§ 24 Abs. 1 WEG gebietet, dass der Verwalter einmal pro Jahr eine Eigentümerversammlung einberuft. In den aktuellen Zeiten behördlicher Ausgangsbeschränkungen und Kontaktverbote durch Vereinbarungen der Bundesregierung mit den Ministerpräsidenten der Bundesländer, durch umsetzende Länderverordnungen und darauf basierende Allgemeinverfügungen auch auf kommunaler Ebene sind bis auf Weiteres Wohnungseigentümerversammlungen aus Gründen der öffentlich-rechtlichen Gefahrenabwehr für Gesundheit, Leib und Leben verboten. Dadurch werden Bürgerinnen und Bürger im Unterschied zu einem behördlichen Erlass unmittelbar gebunden und zu einem konformen Verhalten verpflichtet. Wie lange dieses Verbot gilt, muss der weiteren pandemischen Infektionsdynamik und ihrer Interpretation durch Virologen, Wirtschaftsforscher und v.a. durch den Staat als vollziehende Gewalt vorbehalten bleiben. Allein dies stellt auch noch kein Problem dar. Denn § 24 Abs. 1 WEG trifft keine näheren zeitlichen Einschränkungen, legt also nicht fest, wann im Jahr die Versammlung vom Verwalter einzuberufen ist. Daraus folgt:
Aktuell muss eine Eigentümerversammlung so lange verschoben werden, bis behördliche Ausgangsbeschränkungen und persönliche Kontaktverbote nicht mehr bestehen.
Sollte dies innerhalb des gesamten Jahres nicht eintreten, bleibt aus öffentlich-rechtlichen Gründen eine Wohnungseigentümerversammlung verboten. Denn öffentliches Gefahrenabwehrrecht dominiert privatrechtliche Rechtsregeln. Der Verwalter begeht selbstverständlich keinen Pflichtverstoß, wenn er entsprechend handelt.
Eine Online-Versammlung, also eine Wohnungseigentümerversammlung per Fernkommunikation, insb. per Video-Chat, ist keine zuverlässige Alternative. Denn sie ist nach dem geltenden WEG nicht vorgesehen.

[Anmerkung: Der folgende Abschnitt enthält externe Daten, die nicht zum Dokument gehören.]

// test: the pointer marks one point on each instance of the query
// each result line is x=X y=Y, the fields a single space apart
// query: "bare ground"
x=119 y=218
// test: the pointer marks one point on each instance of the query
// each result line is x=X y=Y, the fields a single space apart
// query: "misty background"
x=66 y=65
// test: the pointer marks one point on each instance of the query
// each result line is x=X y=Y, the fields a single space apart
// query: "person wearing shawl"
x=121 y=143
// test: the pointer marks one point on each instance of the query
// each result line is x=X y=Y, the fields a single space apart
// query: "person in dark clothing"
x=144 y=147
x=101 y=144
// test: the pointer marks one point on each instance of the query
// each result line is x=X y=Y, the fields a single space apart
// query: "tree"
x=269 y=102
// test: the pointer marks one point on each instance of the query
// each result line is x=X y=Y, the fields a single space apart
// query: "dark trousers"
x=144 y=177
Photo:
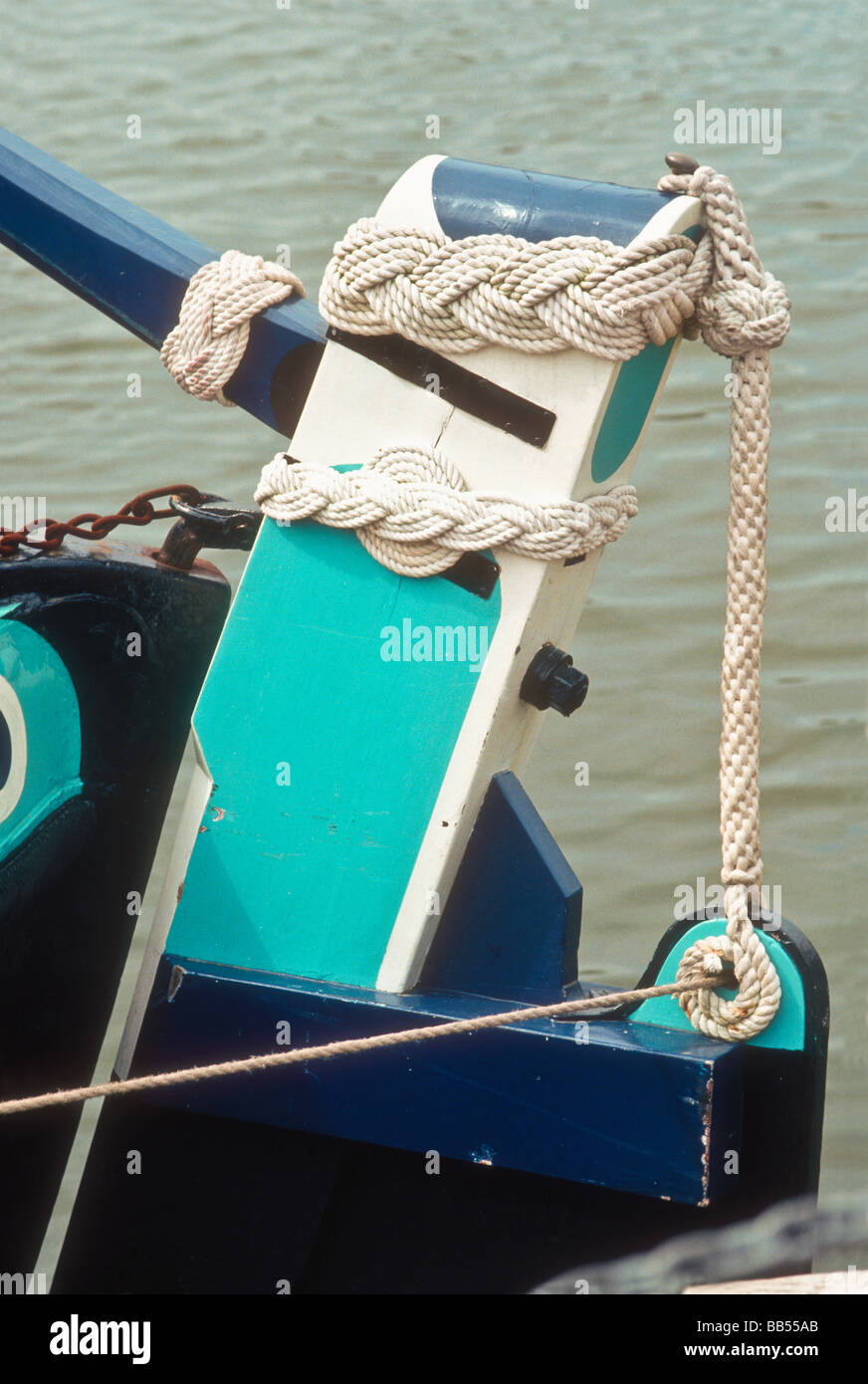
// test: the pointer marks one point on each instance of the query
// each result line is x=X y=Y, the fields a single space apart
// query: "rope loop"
x=741 y=951
x=205 y=347
x=413 y=511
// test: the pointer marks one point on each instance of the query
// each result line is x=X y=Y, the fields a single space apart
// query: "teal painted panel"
x=307 y=877
x=631 y=397
x=50 y=745
x=637 y=382
x=785 y=1030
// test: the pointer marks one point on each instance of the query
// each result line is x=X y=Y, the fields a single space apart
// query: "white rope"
x=413 y=512
x=205 y=347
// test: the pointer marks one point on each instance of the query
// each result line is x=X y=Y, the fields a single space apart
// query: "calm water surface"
x=265 y=126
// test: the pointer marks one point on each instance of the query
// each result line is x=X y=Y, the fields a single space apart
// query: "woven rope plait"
x=581 y=292
x=413 y=512
x=205 y=347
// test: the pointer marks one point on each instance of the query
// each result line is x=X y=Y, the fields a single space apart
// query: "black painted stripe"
x=459 y=386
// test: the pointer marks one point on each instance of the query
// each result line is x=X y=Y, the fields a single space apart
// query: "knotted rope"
x=413 y=512
x=205 y=347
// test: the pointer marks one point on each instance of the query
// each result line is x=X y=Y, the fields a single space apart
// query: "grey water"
x=266 y=124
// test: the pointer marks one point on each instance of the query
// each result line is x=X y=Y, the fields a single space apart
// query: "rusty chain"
x=137 y=511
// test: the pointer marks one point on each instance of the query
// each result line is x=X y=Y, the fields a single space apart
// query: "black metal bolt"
x=552 y=681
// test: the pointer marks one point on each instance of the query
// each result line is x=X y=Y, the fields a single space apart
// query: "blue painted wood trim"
x=130 y=265
x=511 y=925
x=484 y=199
x=626 y=1106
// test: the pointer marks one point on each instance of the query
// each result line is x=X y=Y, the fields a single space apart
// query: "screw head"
x=552 y=681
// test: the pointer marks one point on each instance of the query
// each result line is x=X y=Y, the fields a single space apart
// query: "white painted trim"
x=539 y=600
x=10 y=709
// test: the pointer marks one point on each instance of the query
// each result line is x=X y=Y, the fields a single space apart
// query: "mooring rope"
x=347 y=1046
x=205 y=348
x=411 y=511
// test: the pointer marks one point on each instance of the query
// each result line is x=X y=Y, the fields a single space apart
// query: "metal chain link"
x=137 y=512
x=788 y=1234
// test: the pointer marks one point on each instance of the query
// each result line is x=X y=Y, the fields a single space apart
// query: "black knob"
x=551 y=680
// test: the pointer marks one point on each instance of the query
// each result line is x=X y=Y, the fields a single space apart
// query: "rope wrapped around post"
x=413 y=512
x=205 y=348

Im Gegenteil geht das Gesetz in § 25 Abs. 3 WEG von den "erschienenen" Wohnungseigentümern aus. Die Vorschrift aus dem Jahre 1951 kennt die Möglichkeit einer Versammlung per Fernkommunikation nicht.

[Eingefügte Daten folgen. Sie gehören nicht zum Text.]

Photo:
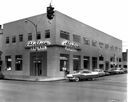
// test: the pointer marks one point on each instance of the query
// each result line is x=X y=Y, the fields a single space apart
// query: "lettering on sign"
x=37 y=45
x=71 y=46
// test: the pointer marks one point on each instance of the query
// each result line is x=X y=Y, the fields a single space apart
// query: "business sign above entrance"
x=37 y=45
x=71 y=46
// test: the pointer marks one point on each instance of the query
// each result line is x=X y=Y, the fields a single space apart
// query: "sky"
x=109 y=16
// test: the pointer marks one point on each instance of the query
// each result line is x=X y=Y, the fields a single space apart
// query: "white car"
x=100 y=72
x=118 y=71
x=82 y=75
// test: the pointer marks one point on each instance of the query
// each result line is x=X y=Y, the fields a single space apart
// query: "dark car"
x=1 y=75
x=82 y=75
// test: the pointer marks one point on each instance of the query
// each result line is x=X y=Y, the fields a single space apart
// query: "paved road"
x=105 y=89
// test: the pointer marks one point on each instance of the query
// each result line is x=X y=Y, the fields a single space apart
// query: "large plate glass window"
x=76 y=62
x=8 y=62
x=18 y=62
x=64 y=61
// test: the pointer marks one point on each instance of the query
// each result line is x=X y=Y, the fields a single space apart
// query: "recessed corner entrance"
x=38 y=63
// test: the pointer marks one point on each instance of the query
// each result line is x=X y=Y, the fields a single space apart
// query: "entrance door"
x=37 y=66
x=38 y=63
x=106 y=65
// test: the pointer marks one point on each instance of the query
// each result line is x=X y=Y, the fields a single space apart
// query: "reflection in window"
x=76 y=62
x=18 y=62
x=64 y=35
x=7 y=40
x=29 y=36
x=76 y=38
x=47 y=33
x=13 y=39
x=86 y=41
x=38 y=36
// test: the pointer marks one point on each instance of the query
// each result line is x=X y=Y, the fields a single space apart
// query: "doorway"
x=38 y=63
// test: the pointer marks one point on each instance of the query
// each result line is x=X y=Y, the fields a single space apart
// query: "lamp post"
x=35 y=27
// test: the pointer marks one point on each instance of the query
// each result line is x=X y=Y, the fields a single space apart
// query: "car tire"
x=77 y=79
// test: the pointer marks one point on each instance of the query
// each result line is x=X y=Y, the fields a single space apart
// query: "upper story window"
x=38 y=36
x=94 y=43
x=76 y=38
x=7 y=40
x=86 y=41
x=64 y=35
x=47 y=33
x=29 y=36
x=13 y=39
x=21 y=37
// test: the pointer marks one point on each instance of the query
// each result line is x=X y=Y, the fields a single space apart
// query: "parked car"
x=111 y=71
x=118 y=71
x=106 y=72
x=1 y=75
x=100 y=72
x=125 y=70
x=82 y=75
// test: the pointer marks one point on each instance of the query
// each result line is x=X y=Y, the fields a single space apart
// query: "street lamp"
x=35 y=27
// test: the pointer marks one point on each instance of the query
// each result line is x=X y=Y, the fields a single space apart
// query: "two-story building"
x=43 y=50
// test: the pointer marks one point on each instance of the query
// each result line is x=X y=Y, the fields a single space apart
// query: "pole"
x=35 y=26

Erst wenn sich öffentlich-rechtlich Lockerungen zeigen und dadurch Wohnungseigentümerversammlungen überhaupt wieder möglich sind, können sich Überlegungen dazu anschließen, inwieweit Risikogruppen unter den Wohnungseigentümern ihre Stimmrechte durch Vollmacht übertragen können, um den Termin nicht selbst wahrnehmen zu müssen. Im Zweifel sollte auch dann von weitreichenderen Sanierungsmaßnahmen oder sonstigen Beschlussthemen mit größerem wirtschaftlichem Hintergrund abgesehen werden. Sie sollten nach Möglichkeit verschoben werden, auch um das Risiko einer Anfechtungsgefahr im Hinblick auf gefasste Beschlüsse zu minimieren.

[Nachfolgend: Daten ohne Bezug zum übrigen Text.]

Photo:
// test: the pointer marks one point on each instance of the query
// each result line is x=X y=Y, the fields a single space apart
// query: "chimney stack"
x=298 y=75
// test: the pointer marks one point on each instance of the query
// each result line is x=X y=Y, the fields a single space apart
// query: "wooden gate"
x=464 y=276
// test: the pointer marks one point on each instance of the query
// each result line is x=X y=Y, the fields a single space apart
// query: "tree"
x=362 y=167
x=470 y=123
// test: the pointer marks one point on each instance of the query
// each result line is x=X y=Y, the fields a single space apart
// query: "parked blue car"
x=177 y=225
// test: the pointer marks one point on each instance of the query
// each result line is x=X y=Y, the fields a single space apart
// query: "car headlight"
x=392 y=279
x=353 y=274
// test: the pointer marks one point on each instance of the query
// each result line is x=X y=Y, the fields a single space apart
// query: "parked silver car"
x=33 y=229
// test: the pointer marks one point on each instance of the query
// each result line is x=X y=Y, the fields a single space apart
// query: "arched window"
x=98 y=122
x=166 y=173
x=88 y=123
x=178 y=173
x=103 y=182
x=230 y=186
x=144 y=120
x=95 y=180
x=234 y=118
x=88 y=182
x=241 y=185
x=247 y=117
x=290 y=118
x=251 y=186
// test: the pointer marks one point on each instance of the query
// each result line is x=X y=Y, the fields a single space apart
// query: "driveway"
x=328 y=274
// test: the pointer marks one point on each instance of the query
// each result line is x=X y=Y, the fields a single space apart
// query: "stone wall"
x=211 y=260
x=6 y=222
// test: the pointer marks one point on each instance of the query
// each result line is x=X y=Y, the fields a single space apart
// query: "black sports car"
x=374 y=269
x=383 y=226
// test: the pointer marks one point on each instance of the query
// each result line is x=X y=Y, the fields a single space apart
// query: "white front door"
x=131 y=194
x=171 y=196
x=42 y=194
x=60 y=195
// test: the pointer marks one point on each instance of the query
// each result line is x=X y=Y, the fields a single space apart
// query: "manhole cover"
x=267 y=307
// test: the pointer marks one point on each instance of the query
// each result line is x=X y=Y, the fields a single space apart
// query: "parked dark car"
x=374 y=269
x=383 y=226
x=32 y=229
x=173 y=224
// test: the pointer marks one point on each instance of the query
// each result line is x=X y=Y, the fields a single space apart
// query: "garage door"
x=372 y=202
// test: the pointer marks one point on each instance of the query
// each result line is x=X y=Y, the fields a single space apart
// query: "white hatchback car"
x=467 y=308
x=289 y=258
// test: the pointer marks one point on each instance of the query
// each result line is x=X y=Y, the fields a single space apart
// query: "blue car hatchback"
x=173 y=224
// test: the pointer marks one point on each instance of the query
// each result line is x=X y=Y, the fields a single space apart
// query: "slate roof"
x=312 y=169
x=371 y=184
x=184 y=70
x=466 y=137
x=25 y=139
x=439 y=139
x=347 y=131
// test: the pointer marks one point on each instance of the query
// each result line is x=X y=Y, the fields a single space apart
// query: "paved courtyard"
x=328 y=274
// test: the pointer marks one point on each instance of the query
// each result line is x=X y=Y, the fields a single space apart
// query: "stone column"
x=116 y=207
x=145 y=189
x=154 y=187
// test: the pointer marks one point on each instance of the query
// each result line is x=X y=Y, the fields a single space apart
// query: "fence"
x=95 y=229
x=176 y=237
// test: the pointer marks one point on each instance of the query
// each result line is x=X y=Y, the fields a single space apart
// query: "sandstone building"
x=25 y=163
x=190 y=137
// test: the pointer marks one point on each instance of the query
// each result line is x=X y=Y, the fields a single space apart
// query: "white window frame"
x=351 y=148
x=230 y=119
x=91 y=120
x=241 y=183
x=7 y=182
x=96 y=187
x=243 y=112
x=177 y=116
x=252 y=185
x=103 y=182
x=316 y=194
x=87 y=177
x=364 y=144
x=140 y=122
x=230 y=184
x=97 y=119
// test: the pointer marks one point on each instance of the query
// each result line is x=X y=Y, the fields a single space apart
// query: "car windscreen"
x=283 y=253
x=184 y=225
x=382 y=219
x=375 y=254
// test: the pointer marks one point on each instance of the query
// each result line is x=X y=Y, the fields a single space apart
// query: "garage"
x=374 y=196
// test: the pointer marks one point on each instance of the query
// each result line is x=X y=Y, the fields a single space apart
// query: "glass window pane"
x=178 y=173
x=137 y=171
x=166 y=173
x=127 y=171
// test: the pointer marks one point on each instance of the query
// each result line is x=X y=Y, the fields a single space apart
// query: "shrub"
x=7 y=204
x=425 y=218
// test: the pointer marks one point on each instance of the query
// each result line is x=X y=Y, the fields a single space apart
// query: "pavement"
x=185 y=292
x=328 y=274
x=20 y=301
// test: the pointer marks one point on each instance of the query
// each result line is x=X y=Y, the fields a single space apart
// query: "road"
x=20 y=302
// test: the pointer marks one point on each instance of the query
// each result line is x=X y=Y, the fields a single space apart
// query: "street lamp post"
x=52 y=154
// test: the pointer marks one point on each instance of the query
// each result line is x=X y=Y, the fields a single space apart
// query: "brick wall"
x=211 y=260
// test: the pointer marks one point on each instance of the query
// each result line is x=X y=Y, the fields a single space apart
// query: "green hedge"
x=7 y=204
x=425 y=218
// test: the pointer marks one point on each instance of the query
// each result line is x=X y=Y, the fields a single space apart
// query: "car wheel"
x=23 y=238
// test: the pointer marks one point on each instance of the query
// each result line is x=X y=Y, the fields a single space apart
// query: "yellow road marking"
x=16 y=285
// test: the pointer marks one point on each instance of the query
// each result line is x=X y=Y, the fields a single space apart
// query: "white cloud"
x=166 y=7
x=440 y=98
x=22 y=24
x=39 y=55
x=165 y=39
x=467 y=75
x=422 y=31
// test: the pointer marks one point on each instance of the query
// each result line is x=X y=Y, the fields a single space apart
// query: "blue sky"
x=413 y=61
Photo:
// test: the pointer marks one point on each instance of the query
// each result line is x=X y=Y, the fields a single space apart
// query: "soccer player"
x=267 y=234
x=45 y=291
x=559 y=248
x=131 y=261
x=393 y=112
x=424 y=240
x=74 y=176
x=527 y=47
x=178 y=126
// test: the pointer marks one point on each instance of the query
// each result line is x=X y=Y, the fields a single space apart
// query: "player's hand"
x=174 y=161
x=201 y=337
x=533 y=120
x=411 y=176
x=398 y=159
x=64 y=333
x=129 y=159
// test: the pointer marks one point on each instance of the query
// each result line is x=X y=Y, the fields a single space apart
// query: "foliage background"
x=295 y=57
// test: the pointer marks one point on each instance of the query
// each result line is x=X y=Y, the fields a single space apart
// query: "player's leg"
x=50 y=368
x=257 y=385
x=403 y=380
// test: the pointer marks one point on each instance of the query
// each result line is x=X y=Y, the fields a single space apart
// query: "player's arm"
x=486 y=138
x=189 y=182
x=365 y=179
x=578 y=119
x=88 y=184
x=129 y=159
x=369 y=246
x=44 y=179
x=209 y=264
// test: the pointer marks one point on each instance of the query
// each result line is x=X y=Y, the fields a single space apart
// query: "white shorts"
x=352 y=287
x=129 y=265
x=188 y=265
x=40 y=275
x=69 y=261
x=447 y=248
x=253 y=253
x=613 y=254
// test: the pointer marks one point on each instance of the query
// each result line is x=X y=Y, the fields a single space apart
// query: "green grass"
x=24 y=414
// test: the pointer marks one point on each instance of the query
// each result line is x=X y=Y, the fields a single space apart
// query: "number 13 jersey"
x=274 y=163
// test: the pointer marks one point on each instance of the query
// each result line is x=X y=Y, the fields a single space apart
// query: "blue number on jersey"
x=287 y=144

Ohne eine Wohnungseigentümerversammlung durchzuführen, können Beschlüsse im schriftlichen Umlaufverfahren gefasst werden (§ 23 Abs. 3 WEG). Die Praxis zeigt die mangelnde Bedeutung dieser Vorschrift. Denn ein Beschluss kommt im schriftlichen Umlaufverfahren nur zustande, wenn alle Wohnungseigentümer ihre Zustimmung schriftlich erklären. Dies ist in den meisten Fällen nicht zu erreichen; sei es aus mangelndem Interesse, aus einem entgegengesetzt geäußerten Abstimmungsverhalten oder aus purer Unwissenheit der beteiligten Wohnungseigentümer.
Die jetzt am 23.3.2020 vom Bundeskabinett beschlossene WEG-Reform (Gesetzentwurf zum Wohnungseigentumsmodernisierungsgesetz – WEMoG) ändert an diesem Beschlussquorum nichts, sondern ersetzt nur die noch aktuelle Schriftform durch die Textform; erlaubt wären damit zukünftig Abstimmungen per E-Mail oder per App. Das hier aufgezeigte Praxisproblem eines gescheiterten Beschlussquorums besteht dadurch aber weiter.